By Eleanor McDermid, Senior medwireNews Reporter

Patients with hypertension and high cardiovascular risk can successfully monitor and titrate their own antihypertensive medication, shows research published in JAMA.

The UK trial involved 552 patients from 59 primary care practices, of whom 450 remained in the study for 12 months. During this time, systolic blood pressure (BP) among patients randomly assigned to self-management fell from 143.1 to 128.2 mmHg, compared with a fall of 143.6 to 137.8 mmHg among those who continued to receive usual care. This equated to a significant 9.2 mmHg difference in favour of self-management.

The study participants all had cardiovascular risk factors such as previous stroke or myocardial infarction, coronary surgery, diabetes or stage 3 chronic kidney disease.

This group has “the most to gain in terms of reducing future cardiovascular events from optimized blood pressure control”, say lead study author Richard McManus (University of Oxford) and co-workers, noting that the absolute risk reductions associated with BP control rise as cardiovascular risk increases.

After initial training, patients in the self-management group monitored their BP twice each morning for the first week of each month and alerted their general practitioner when a change of medication was required, with the actual choice of antihypertensive remaining at the discretion of the physician. Patients aimed to achieve a BP of 120/75 mmHg or lower, in accordance with guidelines for high-risk patients at the time.
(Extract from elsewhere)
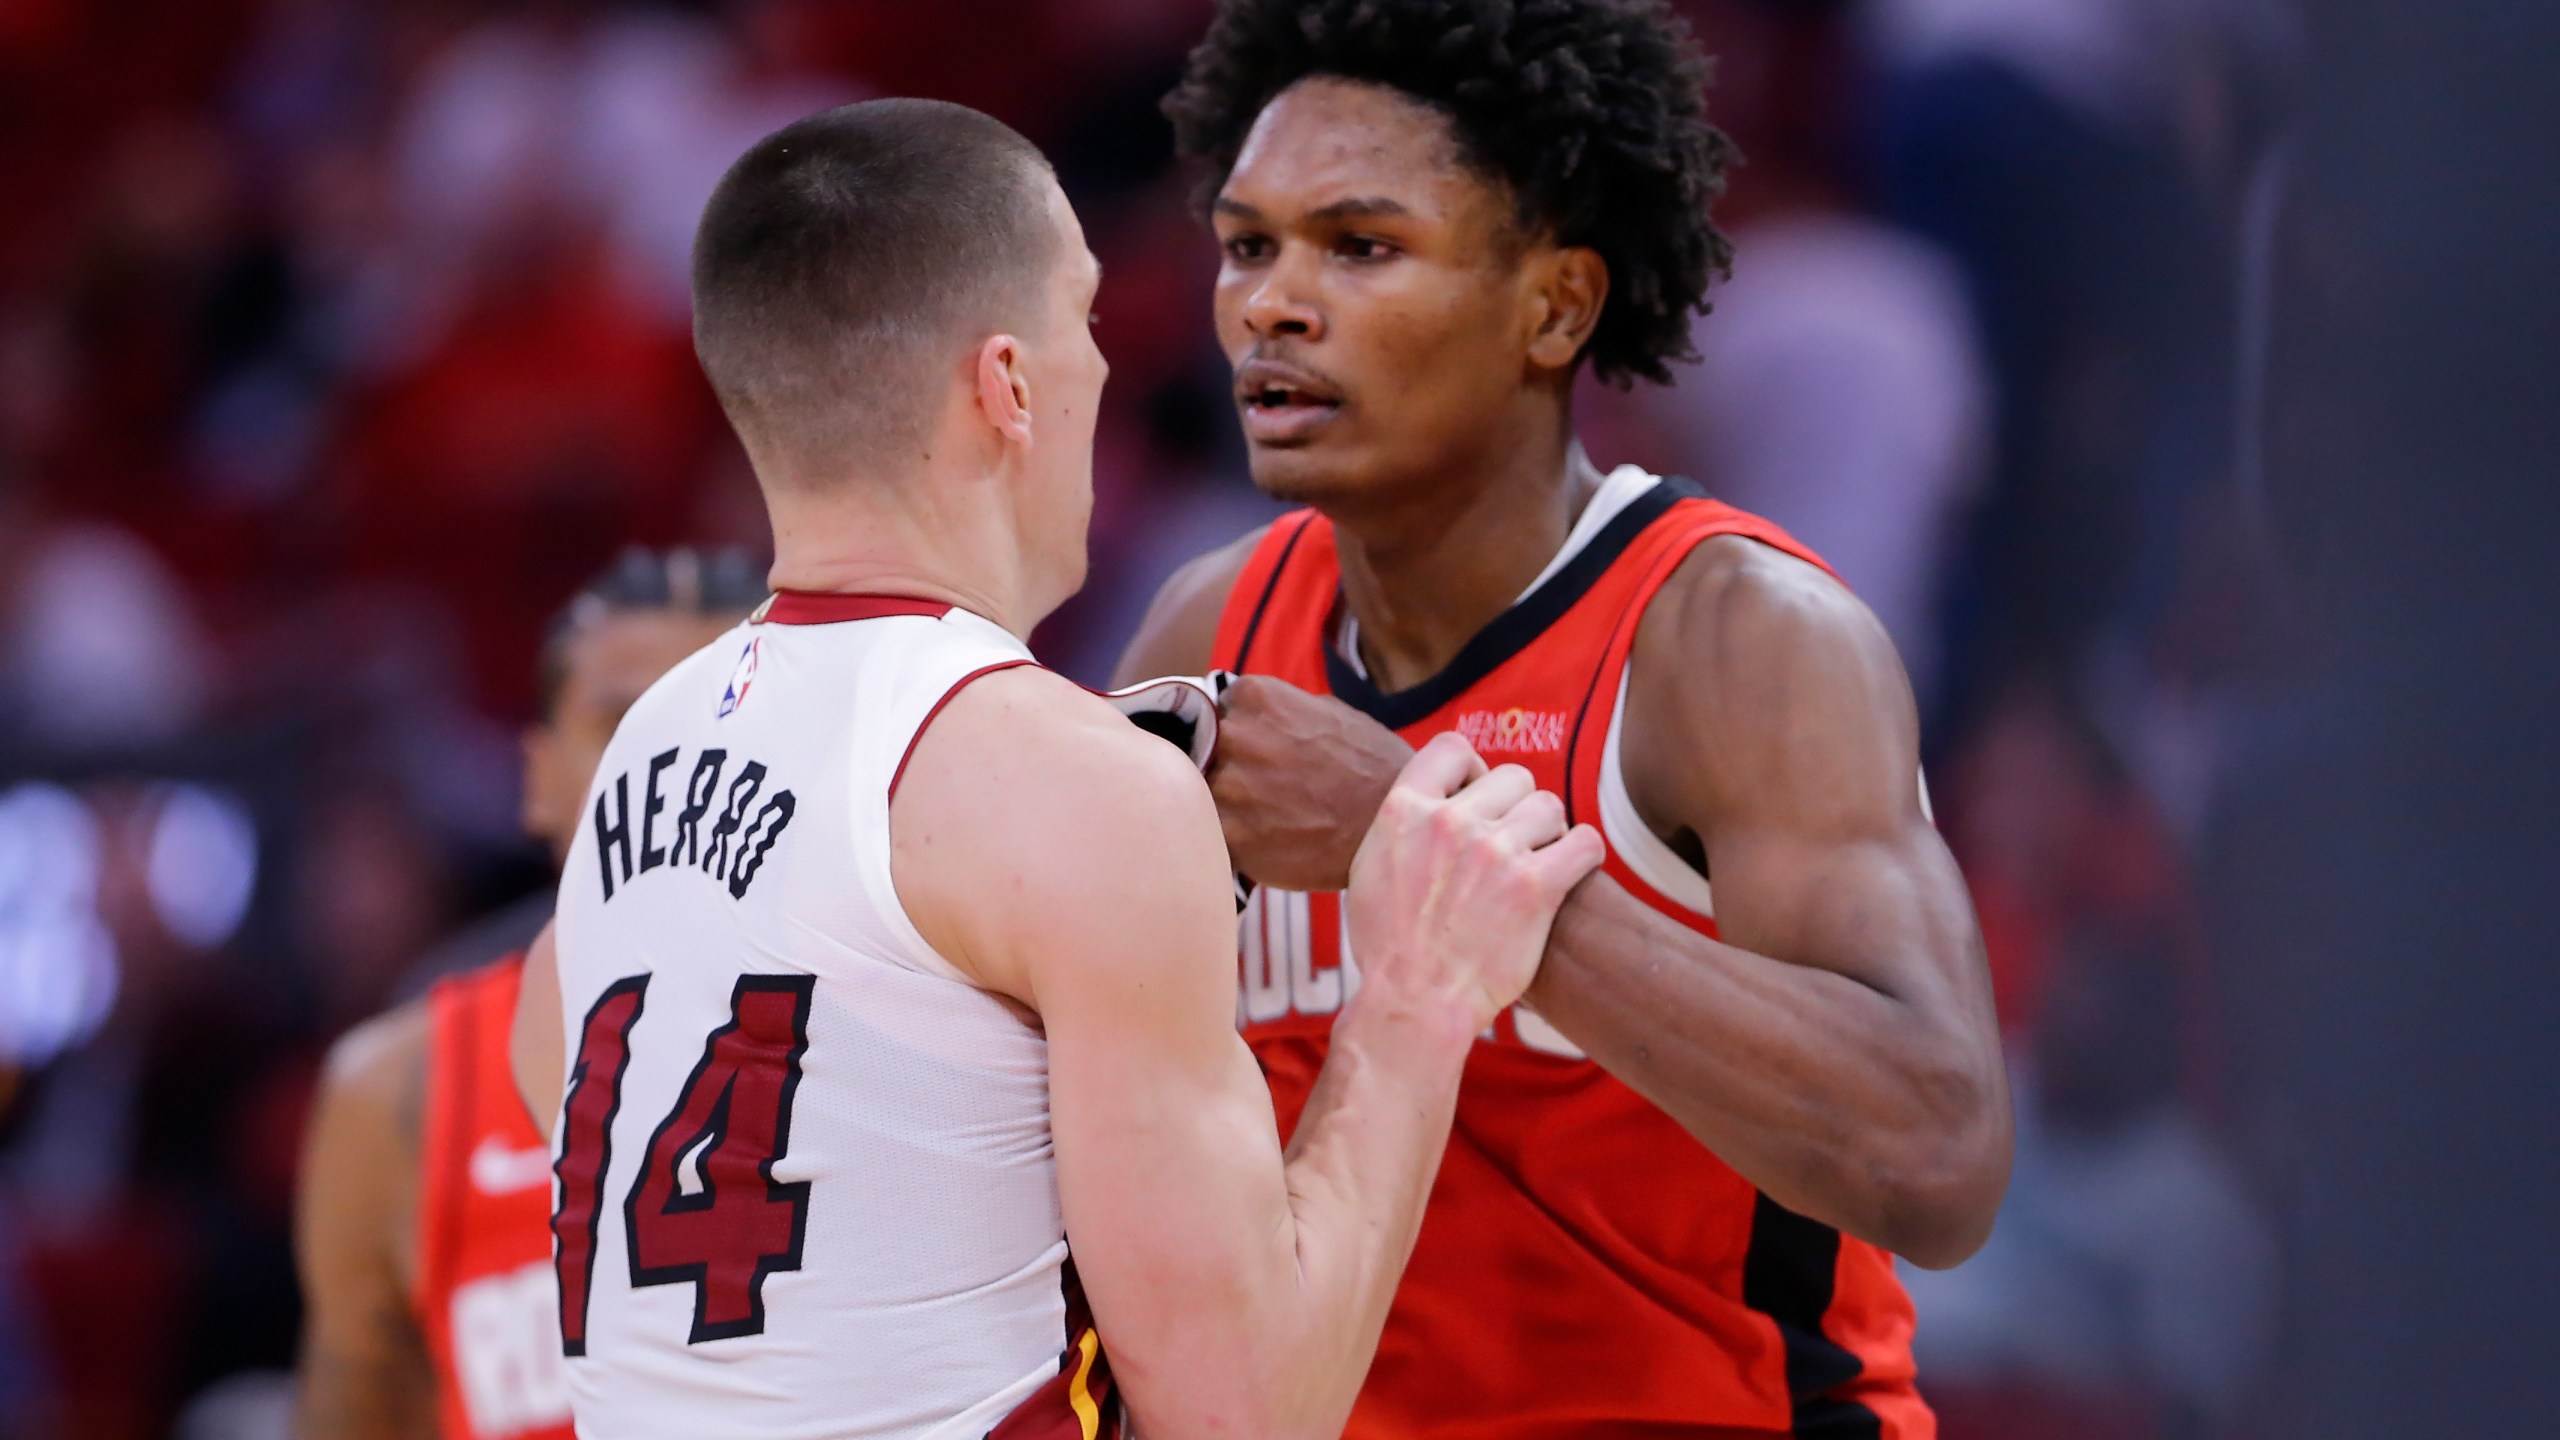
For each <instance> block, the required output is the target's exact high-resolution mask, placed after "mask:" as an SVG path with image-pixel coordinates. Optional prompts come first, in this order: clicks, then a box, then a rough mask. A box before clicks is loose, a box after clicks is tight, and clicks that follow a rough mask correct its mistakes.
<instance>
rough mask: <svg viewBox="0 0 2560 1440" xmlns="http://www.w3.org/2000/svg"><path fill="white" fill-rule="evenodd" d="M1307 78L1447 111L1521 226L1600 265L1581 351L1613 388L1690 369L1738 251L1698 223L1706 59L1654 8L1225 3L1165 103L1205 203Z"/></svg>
mask: <svg viewBox="0 0 2560 1440" xmlns="http://www.w3.org/2000/svg"><path fill="white" fill-rule="evenodd" d="M1308 74H1339V77H1344V79H1367V82H1377V85H1390V87H1395V90H1400V92H1405V95H1411V97H1416V100H1421V102H1426V105H1431V108H1436V110H1441V113H1444V115H1449V120H1452V128H1454V131H1457V141H1459V151H1462V154H1464V156H1467V161H1469V164H1475V167H1477V169H1482V172H1485V174H1492V177H1500V179H1505V182H1508V184H1510V190H1513V195H1516V197H1518V205H1521V223H1526V225H1531V228H1533V231H1539V233H1546V236H1554V238H1556V241H1559V243H1567V246H1590V249H1595V251H1600V256H1603V259H1605V261H1608V274H1610V292H1608V305H1605V307H1603V310H1600V325H1597V328H1595V331H1592V338H1590V346H1587V348H1585V356H1587V359H1590V364H1592V372H1595V374H1600V377H1603V379H1613V382H1618V384H1628V382H1633V377H1644V379H1654V382H1669V379H1672V372H1669V369H1667V366H1664V361H1674V359H1697V354H1695V351H1692V348H1690V313H1692V310H1695V313H1705V310H1708V282H1710V277H1718V274H1728V272H1731V264H1733V246H1731V243H1728V241H1725V236H1723V233H1720V231H1718V228H1715V223H1713V220H1710V218H1708V205H1710V202H1713V200H1715V197H1718V195H1720V192H1723V187H1725V167H1731V164H1733V161H1736V154H1733V143H1731V141H1728V138H1725V136H1723V131H1718V128H1715V126H1710V123H1708V108H1705V82H1708V59H1705V56H1702V54H1700V51H1697V44H1695V41H1692V38H1690V28H1687V23H1682V20H1679V18H1677V15H1672V13H1669V10H1667V8H1664V5H1661V0H1221V5H1219V15H1216V20H1211V26H1208V36H1206V38H1203V41H1201V44H1198V49H1193V51H1190V67H1188V69H1185V74H1183V82H1180V85H1178V87H1175V90H1172V92H1170V95H1165V118H1170V120H1172V133H1175V149H1178V151H1180V154H1183V156H1190V159H1203V161H1208V167H1211V179H1208V195H1213V192H1216V187H1219V184H1224V182H1226V172H1229V167H1234V161H1236V149H1242V143H1244V133H1247V131H1252V123H1254V115H1260V113H1262V108H1265V105H1267V102H1270V100H1272V95H1280V92H1283V90H1288V87H1290V85H1295V82H1298V79H1303V77H1308Z"/></svg>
The additional BP reduction among self-management patients was associated with use of 0.27 more medications than the control group at 12 months and a 0.91 difference in overall defined daily dose. Self-monitoring was not associated with an increase in adverse events.

Of the more than 10,000 patients initially considered for the trial, around a third were excluded because of being housebound, terminally ill or otherwise unsuitable. A high proportion of those invited to screening declined and about half of those screened were excluded because their BP was already controlled. From this, the team estimates that, in real-life practice, about 20% of high-risk hypertensive patients could be considered for self-management.

In an accompanying editorial, Peter Nilsson (Skåne University Hospital, Malmö, Sweden) and Fredrik Nystrom (Linkøping University, Sweden) say that more study is needed to address questions such as the best time of day for patients to measure their BP and what target to treat to. They also note that, contrary to other trials, home drug titration did not result in improved wellbeing for the participants.

They say: “Although the trial by McManus et al does not settle all questions regarding self-titration based on self-measurement, it is an important step toward adaptation of treatment for patients who want to actively take part in their own risk-factor control.”